Summary of the clinical and pathological characteristics of OS patients in 3 included datasets.
Characteristic | GSE14827 | GSE39055 | GSE21257 |
---|---|---|---|
Platform | hgu133plus2 | Illumina HumanHT-12 WG-DASL V4.0 R2 | Illumina Human-6 v2.0 |
Sample number | 27 | 37 | 53 |
Age | |||
median (range) | 15(8- 38) | 11(4 - 71) | 16(3 - 79) |
Metastasis/Recurrence status | |||
no metastasis/no recurrence | 18 | 19 | 19 |
metastasis/recurrence | 9 | 18 | 34 |
Month to metastasis/recurrence | |||
median (range) | / | 25.5(2.7 - 151) | 9(1-44) |
Gender | |||
male | 17 | 20 | 34 |
female | 10 | 17 | 19 |
Histologicalsubtype | |||
chondroblastic | 3 | / | 6 |
fibroblastic | 1 | / | 5 |
osteoblastic | 21 | / | 32 |
other | 2 | / | 10 |
Chemotherapeutic response | |||
good | 11 | / | / |
poor | 16 | / | / |
Tumor site | |||
femur | 15 | / | 27 |
tibia | 10 | / | 15 |
humerus | 2 | / | 8 |
fibula | 0 | / | 2 |
unknown | 0 | / | 1 |
Tumor grade | |||
1/2/3/4/unkown | / | / | 13/16/13/5/6 |
Necrosis percentage | |||
median (range) | / | 65% (0.65%-0.99%) | / |
Based on the identification of two genes (PQBP1 and PCK2) related to metastasis and recurrence in OS patients, we next evaluated their predictive ability for metastasis and recurrence. We specified PQBP1 and PCK2 mRNA expression cutoff values in GSE14827 to define a binary expression status variable on the basis of the MinPvalue criterion from the Optimal Cutpoints [27] package in R(cutoff values: PQBP1, 0.221; PCK2, 0.771). PQBP1 and PCK2 mRNA expression levels were then classified into high (+) and low (-) expression status in the other two datasets (GSE39055 and GSE21257) according to their cutoff values established in GSE14827. The odds ratio (OR), corresponding 95% confidence intervals (95% CIs), and p-values for the correlations between metastasis/recurrence and PQBP1/PCK2 expression status, individually and in combination, were estimated using Fisher's exact test. Kaplan-Meier survival analysis was conducted to establish survival curves using the survminer [28] package for metastasis-free survival (MFS) or recurrence-free survival (RFS) according to the univariate gene expression status as well as the combined expression status of the two genes. The statistical significance was assessed by log-rank test. In addition, we also performed Kaplan-Meier survival analysis and log-rank tests on overall survival for the purpose of checking the predictive power of the PQBP1 and PCK2 mRNA expression status for late prognosis.
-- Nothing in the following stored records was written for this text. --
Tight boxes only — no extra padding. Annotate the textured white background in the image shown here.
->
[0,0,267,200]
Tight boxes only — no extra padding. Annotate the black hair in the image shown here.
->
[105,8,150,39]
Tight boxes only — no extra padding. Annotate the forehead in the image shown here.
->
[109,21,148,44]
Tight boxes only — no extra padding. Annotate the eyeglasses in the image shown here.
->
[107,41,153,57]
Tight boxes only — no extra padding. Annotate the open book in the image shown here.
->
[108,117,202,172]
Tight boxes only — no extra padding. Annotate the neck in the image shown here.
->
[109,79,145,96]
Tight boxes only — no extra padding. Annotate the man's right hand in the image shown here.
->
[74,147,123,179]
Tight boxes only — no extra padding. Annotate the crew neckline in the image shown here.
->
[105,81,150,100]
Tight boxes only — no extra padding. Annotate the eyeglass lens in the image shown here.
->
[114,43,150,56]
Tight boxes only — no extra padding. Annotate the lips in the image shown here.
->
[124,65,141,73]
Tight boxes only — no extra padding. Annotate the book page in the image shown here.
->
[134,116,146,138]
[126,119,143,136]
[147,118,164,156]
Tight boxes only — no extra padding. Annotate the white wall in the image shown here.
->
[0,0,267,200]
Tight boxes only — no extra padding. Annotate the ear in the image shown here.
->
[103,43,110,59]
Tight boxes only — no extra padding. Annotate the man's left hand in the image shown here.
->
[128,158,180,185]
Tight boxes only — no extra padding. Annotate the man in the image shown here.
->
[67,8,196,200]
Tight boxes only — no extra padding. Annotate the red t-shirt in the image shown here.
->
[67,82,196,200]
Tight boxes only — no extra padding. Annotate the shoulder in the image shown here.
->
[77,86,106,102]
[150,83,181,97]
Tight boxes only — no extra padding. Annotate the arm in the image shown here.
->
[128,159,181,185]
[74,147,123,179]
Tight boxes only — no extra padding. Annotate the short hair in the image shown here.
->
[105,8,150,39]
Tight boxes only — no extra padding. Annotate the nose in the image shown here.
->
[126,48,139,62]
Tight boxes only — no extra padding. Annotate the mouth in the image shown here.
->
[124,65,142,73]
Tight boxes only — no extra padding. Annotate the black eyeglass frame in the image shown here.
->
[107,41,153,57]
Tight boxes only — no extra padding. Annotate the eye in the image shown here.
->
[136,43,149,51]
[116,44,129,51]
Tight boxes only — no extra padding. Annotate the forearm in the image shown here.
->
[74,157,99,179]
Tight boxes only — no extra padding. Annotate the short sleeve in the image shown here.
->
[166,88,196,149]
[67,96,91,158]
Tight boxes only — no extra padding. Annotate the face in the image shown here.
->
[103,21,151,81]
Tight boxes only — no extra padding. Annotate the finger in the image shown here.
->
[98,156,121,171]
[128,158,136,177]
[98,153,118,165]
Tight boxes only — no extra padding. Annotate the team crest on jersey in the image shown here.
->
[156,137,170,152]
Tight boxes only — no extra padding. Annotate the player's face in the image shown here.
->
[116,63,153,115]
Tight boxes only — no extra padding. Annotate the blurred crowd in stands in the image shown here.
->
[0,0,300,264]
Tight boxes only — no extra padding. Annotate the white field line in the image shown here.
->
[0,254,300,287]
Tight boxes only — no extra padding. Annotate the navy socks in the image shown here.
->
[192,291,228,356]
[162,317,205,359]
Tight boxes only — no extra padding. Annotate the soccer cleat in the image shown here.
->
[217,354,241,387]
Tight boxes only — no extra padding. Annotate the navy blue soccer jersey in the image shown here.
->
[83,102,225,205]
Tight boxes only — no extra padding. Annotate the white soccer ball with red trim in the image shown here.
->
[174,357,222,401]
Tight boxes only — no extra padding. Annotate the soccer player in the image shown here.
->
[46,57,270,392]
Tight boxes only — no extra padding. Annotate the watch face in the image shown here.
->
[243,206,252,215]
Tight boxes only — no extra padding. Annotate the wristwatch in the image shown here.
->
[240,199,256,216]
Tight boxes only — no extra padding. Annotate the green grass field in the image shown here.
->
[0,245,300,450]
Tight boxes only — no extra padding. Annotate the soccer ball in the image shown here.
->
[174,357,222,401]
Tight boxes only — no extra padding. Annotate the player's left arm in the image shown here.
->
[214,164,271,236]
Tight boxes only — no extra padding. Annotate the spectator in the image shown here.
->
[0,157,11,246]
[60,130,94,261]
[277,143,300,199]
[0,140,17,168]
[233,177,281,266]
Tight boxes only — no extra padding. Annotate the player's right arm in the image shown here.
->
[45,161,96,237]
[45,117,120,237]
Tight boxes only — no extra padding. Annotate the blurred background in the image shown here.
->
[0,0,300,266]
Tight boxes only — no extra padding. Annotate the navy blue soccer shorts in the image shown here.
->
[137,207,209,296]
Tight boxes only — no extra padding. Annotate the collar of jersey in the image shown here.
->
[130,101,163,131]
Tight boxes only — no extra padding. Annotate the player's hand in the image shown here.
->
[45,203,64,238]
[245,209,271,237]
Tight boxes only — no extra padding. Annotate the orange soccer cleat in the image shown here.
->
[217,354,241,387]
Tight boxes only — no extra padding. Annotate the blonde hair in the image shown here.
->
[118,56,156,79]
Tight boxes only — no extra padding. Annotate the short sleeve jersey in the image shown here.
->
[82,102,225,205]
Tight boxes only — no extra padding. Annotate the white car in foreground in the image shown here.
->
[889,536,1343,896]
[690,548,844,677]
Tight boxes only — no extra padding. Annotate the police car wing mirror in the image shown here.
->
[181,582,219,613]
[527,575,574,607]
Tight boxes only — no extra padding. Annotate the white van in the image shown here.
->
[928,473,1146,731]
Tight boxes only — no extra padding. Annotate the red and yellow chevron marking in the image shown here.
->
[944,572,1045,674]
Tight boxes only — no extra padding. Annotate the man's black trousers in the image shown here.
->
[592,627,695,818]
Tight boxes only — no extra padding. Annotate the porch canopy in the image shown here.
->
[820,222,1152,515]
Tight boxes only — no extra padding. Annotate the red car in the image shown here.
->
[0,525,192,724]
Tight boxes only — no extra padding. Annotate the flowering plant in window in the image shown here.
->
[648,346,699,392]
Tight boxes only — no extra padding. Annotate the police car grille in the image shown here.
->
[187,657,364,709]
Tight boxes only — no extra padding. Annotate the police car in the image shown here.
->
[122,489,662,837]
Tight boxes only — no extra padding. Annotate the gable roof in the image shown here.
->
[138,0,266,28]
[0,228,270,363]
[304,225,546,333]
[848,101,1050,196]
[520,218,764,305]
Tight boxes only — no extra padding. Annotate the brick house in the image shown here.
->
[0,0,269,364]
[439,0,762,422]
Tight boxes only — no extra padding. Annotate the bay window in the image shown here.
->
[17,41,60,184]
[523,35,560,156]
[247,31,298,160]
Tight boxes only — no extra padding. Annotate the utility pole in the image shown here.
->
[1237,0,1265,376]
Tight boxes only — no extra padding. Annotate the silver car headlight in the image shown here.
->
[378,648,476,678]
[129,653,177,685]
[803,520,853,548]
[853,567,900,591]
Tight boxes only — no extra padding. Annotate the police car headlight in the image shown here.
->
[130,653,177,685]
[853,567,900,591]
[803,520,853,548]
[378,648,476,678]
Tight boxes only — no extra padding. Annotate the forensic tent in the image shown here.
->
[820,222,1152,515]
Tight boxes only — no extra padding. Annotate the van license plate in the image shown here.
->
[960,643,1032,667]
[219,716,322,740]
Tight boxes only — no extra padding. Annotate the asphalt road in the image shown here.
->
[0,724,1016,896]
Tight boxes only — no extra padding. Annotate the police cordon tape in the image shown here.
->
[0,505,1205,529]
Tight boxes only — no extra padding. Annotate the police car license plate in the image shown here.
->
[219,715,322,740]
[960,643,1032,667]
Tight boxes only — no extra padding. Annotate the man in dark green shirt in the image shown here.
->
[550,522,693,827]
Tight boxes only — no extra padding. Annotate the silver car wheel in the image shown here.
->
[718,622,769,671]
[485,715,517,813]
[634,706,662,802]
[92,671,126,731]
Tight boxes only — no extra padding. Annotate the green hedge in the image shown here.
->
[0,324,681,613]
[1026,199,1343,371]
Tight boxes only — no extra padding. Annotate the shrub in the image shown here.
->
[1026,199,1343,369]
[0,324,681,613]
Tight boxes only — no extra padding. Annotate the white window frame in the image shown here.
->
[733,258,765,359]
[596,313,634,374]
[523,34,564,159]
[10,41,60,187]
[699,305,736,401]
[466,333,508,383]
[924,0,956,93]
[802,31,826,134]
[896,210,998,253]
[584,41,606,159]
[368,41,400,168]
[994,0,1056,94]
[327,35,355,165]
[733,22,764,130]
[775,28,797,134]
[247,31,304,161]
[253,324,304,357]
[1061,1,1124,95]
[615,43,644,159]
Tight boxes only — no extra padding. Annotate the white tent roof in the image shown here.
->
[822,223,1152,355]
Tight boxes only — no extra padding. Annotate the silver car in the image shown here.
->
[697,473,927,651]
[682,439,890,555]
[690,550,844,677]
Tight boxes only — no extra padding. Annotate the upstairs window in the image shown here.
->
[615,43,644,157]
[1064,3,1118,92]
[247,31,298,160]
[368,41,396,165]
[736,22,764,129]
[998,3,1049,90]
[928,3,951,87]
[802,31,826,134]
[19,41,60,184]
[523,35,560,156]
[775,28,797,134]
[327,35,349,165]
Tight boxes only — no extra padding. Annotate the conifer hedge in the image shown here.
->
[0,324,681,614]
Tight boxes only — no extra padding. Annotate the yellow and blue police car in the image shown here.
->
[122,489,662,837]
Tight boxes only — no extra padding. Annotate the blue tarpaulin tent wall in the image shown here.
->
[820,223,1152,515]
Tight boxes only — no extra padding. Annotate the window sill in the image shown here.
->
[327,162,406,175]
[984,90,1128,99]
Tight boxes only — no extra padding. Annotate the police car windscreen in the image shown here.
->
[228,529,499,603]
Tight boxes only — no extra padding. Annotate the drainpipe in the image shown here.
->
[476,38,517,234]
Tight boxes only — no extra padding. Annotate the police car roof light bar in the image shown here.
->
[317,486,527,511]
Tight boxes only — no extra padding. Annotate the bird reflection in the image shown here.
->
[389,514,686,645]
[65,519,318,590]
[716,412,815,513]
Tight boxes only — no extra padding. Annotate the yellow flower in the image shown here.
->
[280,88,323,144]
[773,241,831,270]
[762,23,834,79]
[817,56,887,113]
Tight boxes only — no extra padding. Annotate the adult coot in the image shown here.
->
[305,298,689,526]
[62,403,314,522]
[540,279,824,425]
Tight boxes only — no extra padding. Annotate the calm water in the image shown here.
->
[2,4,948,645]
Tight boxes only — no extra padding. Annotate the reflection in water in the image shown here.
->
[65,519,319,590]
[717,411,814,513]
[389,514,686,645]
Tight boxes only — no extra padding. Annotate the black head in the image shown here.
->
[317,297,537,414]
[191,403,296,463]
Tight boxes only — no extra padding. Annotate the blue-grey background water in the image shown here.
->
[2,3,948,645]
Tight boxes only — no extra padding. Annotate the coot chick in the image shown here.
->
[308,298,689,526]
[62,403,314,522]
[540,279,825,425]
Using the chi-square test via the R package coin [29], we also explored the associations between the PQBP1/PCK2 mRNA expression status and various clinical characteristics that were available in each dataset, such as age, gender, histological subtype, tumor site, and chemotherapeutic response. Univariate analysis with the Cox proportional hazards regression model was used to assess the correlations between the PQBP1/PCK2 mRNA expression status and MFS in GSE21257 or RFS in GSE39055. Multivariate analyses with the Cox proportional hazards regression model was used to test whether the PQBP1 and PCK2 expression statuses were predictors of metastasis and recurrence independent of other clinical characteristics in GSE21257 and GSE39055. Additionally, univariate and multivariate Cox regression analyses for overall survival were conducted in GSE21257. However, due to the lack of information on metastasis times, analysis of the MFS in GSE14827 could not be performed.
Using the caret [30] package, we constructed prediction models for metastasis in the GSE14827 dataset based on the combination of PQBP1 and PCK2 mRNA expression values using three different machine learning algorithms: random forest, linear kernel support vector machine (SVM), and artificial neural network. These training prediction models were built through five rounds of 10-fold cross validations coupled with an internal parameter debugging process in GSE14827, and then the optimal model for each machine learning algorithm was selected. Subsequently, the three best models were tested for their predictive ability for metastasis in GSE21257 and for recurrence in GSE39055. Using the pROC [31] package in R, the prediction abilities of these models were assessed by receiver operating characteristic (ROC) curves and the corresponding area under the ROC curve (AUC) values.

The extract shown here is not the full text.